Understanding Your Engagement Rate

Peter Roesler, President - Web Marketing Pros

By Peter Roesler

President, Web Marketing Pros

social-commentsMaking sense of the key performance indicators for social media can be doubly challenging. First, many beginning social media marketers don’t know what to look for or where to look. And even for seasoned marketers, confusion persists in understanding what qualifies as good when using certain measurements. There are many ways to measure the performance of social media, the various elements of Facebook Insights were discussed in a previous posts. This post will focus on often cited and often misunderstood statistic, the engagement rate.

To recap the definition that was given in the previous post, the engagement figure tells how many viewers actively did something with the post that produced a story on the social media. This includes liking a post, sharing it with others, tagging people in the post, commenting, etc. These are the actions that produce stories on the readers profile. For example, when someone likes a post on a Company A’s Facebook page, the reader’s status feed will state that they liked a post from Company A with a link to the post. The engagement rate is the number of people who engaged with a post divided by the total number of people who saw the post.

A key question for social media marketers is, “What is a good engagement rate for posts on an organization’s social media page?” While the total reach and view count of content are important, the engagement numbers are the only thing that show how the content resonated with readers. If people like, comment, or share a post, this is a pretty good indication that the content is interesting to viewers.
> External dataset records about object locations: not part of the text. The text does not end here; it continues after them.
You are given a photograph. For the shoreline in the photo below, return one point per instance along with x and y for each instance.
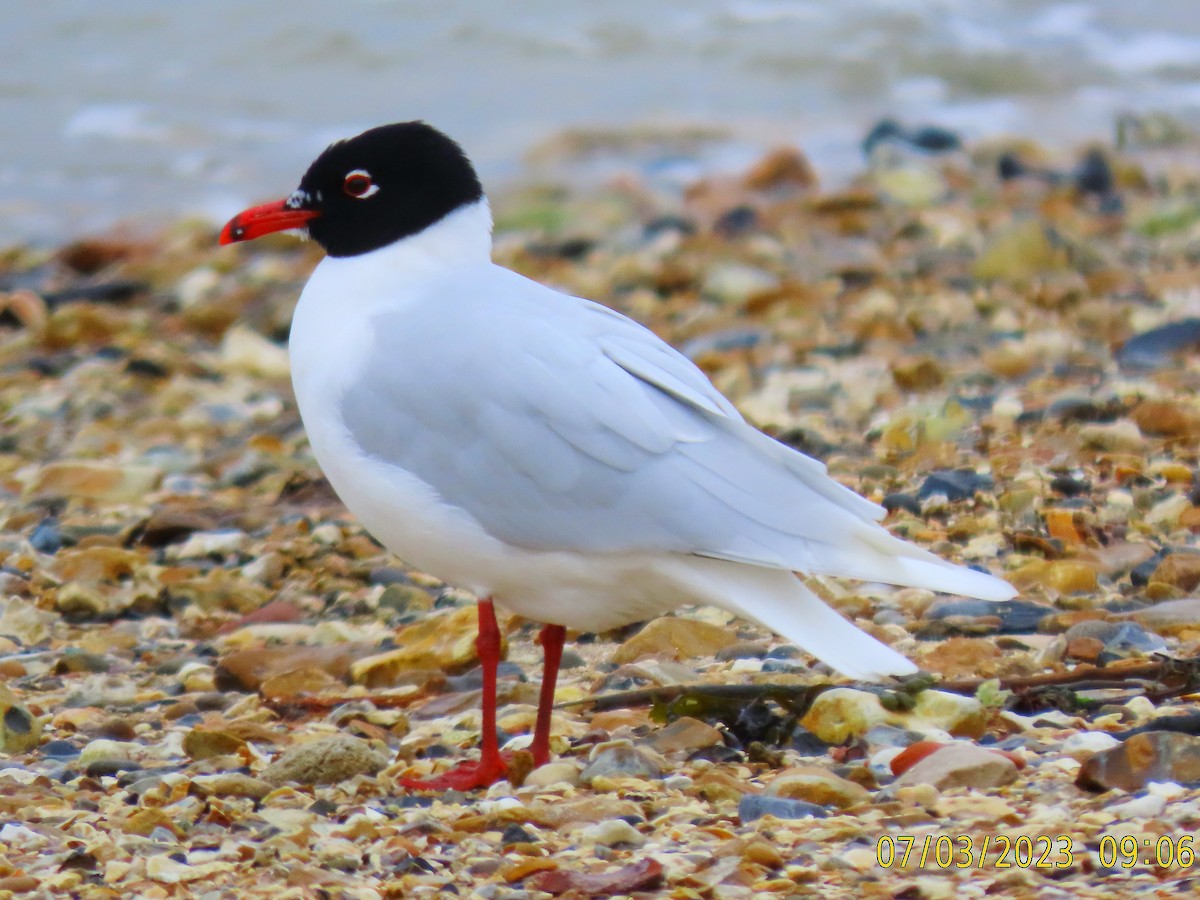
(213, 677)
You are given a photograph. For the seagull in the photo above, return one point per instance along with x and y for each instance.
(543, 450)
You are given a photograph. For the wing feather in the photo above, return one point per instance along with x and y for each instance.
(562, 425)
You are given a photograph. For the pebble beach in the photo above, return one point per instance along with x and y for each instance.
(211, 678)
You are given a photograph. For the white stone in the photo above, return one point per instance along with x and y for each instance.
(612, 832)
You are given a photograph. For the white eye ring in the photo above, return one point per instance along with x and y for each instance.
(353, 185)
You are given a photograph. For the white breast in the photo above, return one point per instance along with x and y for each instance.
(330, 331)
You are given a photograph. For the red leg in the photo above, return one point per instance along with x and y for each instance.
(551, 640)
(490, 768)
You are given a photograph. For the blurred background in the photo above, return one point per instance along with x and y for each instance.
(144, 111)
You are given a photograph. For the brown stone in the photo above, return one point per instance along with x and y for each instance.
(246, 670)
(1162, 418)
(204, 744)
(1141, 759)
(961, 657)
(1085, 649)
(95, 481)
(961, 766)
(1060, 576)
(783, 167)
(325, 762)
(1180, 570)
(444, 642)
(671, 637)
(685, 735)
(817, 785)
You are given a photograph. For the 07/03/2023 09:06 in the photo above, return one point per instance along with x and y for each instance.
(1002, 851)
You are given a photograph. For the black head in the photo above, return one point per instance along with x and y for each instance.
(385, 184)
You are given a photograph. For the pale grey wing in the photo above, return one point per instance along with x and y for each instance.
(561, 425)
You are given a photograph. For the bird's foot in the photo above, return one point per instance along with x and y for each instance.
(463, 777)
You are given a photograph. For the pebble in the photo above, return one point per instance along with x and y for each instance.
(232, 784)
(685, 735)
(1141, 759)
(816, 785)
(327, 761)
(1117, 637)
(444, 642)
(203, 744)
(1145, 807)
(209, 544)
(843, 713)
(1057, 576)
(94, 481)
(1170, 617)
(961, 766)
(954, 485)
(47, 538)
(1181, 570)
(619, 761)
(675, 639)
(19, 729)
(755, 805)
(612, 833)
(246, 670)
(557, 772)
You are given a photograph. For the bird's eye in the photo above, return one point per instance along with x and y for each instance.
(358, 184)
This is all simple enough so far. What makes the issue confusing is that people assume that since the engagement rate is so important, the figure itself should be high. But this is not the case. An engagement rate above 1% is good and a rate below a 0.5% suggests room for improvement. The average Facebook page will have between a 0.5% and .99% engagement rate.  The trend of low overall engagement rates is similar on other social media platforms. The average engagement rate for YouTube is 0.05% and for the recently launched Vine video application for Twitter, the rate is 0.03%.
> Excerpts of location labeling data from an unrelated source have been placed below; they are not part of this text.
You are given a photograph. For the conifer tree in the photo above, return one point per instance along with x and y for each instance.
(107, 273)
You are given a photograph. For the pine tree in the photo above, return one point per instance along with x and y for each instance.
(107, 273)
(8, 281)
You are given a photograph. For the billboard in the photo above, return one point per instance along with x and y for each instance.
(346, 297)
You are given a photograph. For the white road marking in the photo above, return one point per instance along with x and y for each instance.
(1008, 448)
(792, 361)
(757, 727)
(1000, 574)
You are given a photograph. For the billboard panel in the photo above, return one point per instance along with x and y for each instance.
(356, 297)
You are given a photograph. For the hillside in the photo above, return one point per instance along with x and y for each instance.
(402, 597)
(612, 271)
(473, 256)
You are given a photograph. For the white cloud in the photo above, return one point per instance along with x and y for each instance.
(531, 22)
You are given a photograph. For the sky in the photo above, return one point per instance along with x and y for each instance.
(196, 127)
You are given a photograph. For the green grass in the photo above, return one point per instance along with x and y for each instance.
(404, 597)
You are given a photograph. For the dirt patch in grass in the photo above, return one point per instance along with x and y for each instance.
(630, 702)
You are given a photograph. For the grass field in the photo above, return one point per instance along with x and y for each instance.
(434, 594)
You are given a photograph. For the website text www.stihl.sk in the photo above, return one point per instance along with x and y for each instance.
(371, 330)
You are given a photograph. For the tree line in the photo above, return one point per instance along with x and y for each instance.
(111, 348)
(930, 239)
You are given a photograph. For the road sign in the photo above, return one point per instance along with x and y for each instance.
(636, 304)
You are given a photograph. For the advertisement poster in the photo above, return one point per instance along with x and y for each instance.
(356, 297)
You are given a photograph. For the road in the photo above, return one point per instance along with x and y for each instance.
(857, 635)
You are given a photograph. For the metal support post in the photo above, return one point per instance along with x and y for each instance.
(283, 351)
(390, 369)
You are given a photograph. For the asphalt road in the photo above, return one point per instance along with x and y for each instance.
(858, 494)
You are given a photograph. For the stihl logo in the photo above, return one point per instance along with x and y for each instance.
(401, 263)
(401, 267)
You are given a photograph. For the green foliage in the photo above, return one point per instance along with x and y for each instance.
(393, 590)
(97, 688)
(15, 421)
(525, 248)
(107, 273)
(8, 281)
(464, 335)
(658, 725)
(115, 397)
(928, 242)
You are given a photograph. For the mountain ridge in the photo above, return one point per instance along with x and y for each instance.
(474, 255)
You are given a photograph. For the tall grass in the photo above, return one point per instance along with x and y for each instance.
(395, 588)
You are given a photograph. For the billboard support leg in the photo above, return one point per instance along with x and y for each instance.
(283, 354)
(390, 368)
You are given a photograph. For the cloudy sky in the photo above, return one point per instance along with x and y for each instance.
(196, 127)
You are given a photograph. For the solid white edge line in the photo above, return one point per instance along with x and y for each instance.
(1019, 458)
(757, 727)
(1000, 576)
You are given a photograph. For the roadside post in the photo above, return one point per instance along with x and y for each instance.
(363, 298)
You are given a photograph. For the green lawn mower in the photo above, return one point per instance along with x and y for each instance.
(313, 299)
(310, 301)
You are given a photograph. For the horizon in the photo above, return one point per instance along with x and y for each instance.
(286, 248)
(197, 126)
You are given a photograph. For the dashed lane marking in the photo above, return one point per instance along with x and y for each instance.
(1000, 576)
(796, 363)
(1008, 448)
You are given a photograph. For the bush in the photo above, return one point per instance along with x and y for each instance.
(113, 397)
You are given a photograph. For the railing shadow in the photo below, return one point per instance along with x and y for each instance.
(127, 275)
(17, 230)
This isn’t a matter of pages underperforming. Even the top 200 brand pages on Facebook only average 1.4% on their engagement rates. The rule of thumb for social media is 90-9-1 when it comes to engagement. About 90 percent of fans make up the unengaged audience. They may be viewing posts and content, but they aren’t engaging with them in a way besides viewing the posts. Nine percent of the audience is infrequently engaged and only one percent are a part of the naturally engaged audience.

In some respects, the issue is a misunderstanding of the role of social media. Though social media allows for personal interaction between organization’s and their audience, most people still interact with social media messages from businesses as they do with traditional mass media. To illustrate, a TV commercial is shown to millions of people. Of those millions of people, only a few will like the commercial enough to contact the company through mail, phone, or the internet. Most people, rather they like the commercial or not, wouldn’t do more than view the commercial and internalize the message.

The point is that although social media has changed a lot, it hasn’t changed people. Only a few people will ever actively engage with corporate marketing, regardless of the channel. This is something that Facebook admits.

“The meta-point is that you should think about Facebook like you think about other marketing channels and not necessarily as a new and different beast,” said Graham Mudd, head of vertical measurement at Facebook, in response to research from the Enrenberg-Bass Institute. “Broadly speaking we would agree with that sentiment, that focusing on core marketing metrics, like reach and frequency is what drives effectiveness. Engagement is an interesting and important metric for some marketers and campaigns. But it shouldn’t be standard by which Facebook as a marketing platform is evaluated.”

But just because the engagement rate is people may have originally thought, there is still a lot to be learned from that small percentage of engaged fans. Analyzing the behavior of these few can tell marketers a lot about the less vocal majority. It goes back to applying the knowledge of traditional media to social media. The conventional wisdom for PR is that for every one letter a company receives, they can assume that many more people felt the same way and just didn’t feel like writing a letter. Similarly, the engagement rate is a good indication of how interested (or not interested) other viewers are in the content.